You can hover over the stacked Action cards to spread them apart for viewing.

3. While the summary stats of uploaded source files and destination files are displayed, click on View Data to view the source data OR destination data in the table view mode.

The data flow canvas is NOT editable if you’ve chosen the Activate after save toggle since you will need to deactivate the flow before editing (existing behavior).

4. If you had chosen the Upload sample file after save, the data flow is editable and in a Draft state. Click on Save/Activate.

5. The data flow list view will show the status of your data flow.

Clicking on the flow, you can navigate back to the canvas.

For Snowflake and Google BigQuery sources within a data flow, ZMP provides you with greater control over the flow's execution behavior. This feature allows you to decide whether the flow should run immediately upon activation or adhere strictly to the schedule defined in the source card.

By default, the toggle for this feature is set to "true," ensuring the flow runs immediately upon activation to maintain backward compatibility.

This option is presented when activating a flow for the first time (via the save modal on the data flow canvas or through the options menu next to the data flow name) and when reactivating a previously deactivated flow.

To enable this feature in your accounts, please contact Zeta Support, as it is not yet generally available.

View Data Flows

You can switch the Data Flow canvas view from default horizontal to vertical and back via a segmented control UI icon on the canvas itself.

Share Data Flows

Reach out to your account team if you want this functionality enabled for your ZMP instance.

You can share data flows across accounts and copy feeds.

1. From the data flows list view, click on the action menu against the data flow you wish to share and select Share.

2. As the Share Data Flow panel slides in from the right, click on Share to Another Account.

2024-11-04_16-32-21 (1)-20241104-110341.gif

Click on Add Account and select the destination account from the scrollable list that appears.
Once the destination account has been selected, navigate to the Approvals section and enter the Approver email address(es) to add people who can review the flow in the destination account.
Click on Share Data Flow. In the pop-up, click on Share to Account.

Meanwhile, the added approver can go into the flow from the destination account and click on Approve or Reject Data Flow to approve it.

Once approved, the approver can Activate the data flow in the destination account.

Data Flow Feed Schedule

As per the data flow feed schedule, if the start date is not set, the data flow will pick up the data. However, once the start date is set, the flow will no longer search for any files uploaded prior to that date. Therefore, uploading a file before the scheduled date would not result in processing it; it should be done after the start date.
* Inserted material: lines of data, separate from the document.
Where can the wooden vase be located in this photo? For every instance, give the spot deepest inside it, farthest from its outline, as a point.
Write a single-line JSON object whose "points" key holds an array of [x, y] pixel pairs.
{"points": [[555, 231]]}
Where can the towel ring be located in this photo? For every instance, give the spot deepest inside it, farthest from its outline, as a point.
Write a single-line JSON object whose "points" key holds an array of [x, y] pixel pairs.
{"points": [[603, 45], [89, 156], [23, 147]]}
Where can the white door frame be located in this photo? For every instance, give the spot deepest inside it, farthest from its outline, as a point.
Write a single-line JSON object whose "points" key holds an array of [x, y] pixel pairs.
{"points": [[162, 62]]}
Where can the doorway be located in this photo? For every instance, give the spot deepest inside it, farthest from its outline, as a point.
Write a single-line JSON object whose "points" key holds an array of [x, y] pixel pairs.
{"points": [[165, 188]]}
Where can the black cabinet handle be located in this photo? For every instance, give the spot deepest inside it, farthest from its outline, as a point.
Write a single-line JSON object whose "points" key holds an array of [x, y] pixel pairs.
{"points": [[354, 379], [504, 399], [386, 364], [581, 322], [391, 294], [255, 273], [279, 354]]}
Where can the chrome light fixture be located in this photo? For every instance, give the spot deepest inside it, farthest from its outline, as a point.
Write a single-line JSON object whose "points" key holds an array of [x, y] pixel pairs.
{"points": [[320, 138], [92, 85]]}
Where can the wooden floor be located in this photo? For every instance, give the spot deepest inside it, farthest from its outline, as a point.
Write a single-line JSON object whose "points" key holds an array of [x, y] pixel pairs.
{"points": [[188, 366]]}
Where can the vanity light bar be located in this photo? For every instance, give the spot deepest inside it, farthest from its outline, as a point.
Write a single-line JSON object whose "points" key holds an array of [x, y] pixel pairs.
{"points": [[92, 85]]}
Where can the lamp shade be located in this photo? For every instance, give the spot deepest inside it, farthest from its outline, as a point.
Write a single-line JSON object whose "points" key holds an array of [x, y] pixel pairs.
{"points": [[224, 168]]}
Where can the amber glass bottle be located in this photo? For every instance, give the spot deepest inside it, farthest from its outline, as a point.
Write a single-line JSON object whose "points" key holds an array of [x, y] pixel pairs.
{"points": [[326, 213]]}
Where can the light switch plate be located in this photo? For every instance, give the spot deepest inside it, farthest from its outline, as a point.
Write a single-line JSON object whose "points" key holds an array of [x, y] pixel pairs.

Once the start date is set, the data flow won't look for any files uploaded earlier than the start date.

Data Flow State Change Notifications

Email notifications are sent out under the following scenarios:

Data Flow is Activated
Data Flow is Deactivated
Data Flow is Shared from one account to another
Data Flow is requested to be approved
Data Flow is Approved
Data Flow is Rejected

In all these cases, users who are on the ZMP notification list will receive these emails as well as users whose emails were added in the Notifications or Approval steps when a data flow is shared.

Users who do not want to receive these emails will be able to remove themselves and even add back on in the future if their needs change.

Execution History

Execution History provides a running real-time list of all executions that are in progress or happened in the past.

From the data flows list view, click on the action menu against the data flow and click on Execution History.

The flow could be Running, Completed with Success, or Completed with failure.
A list of metrics such as input file name, row count, etc will also be displayed.
There is also a badge that shows up when a data flow fails. The badge remains till the next 10 runs execute successfully at which point it clears up. The badge is clickable, and upon clicking navigates the user automatically to the newest error.

You can also use the search icon on the right as well as the date filter.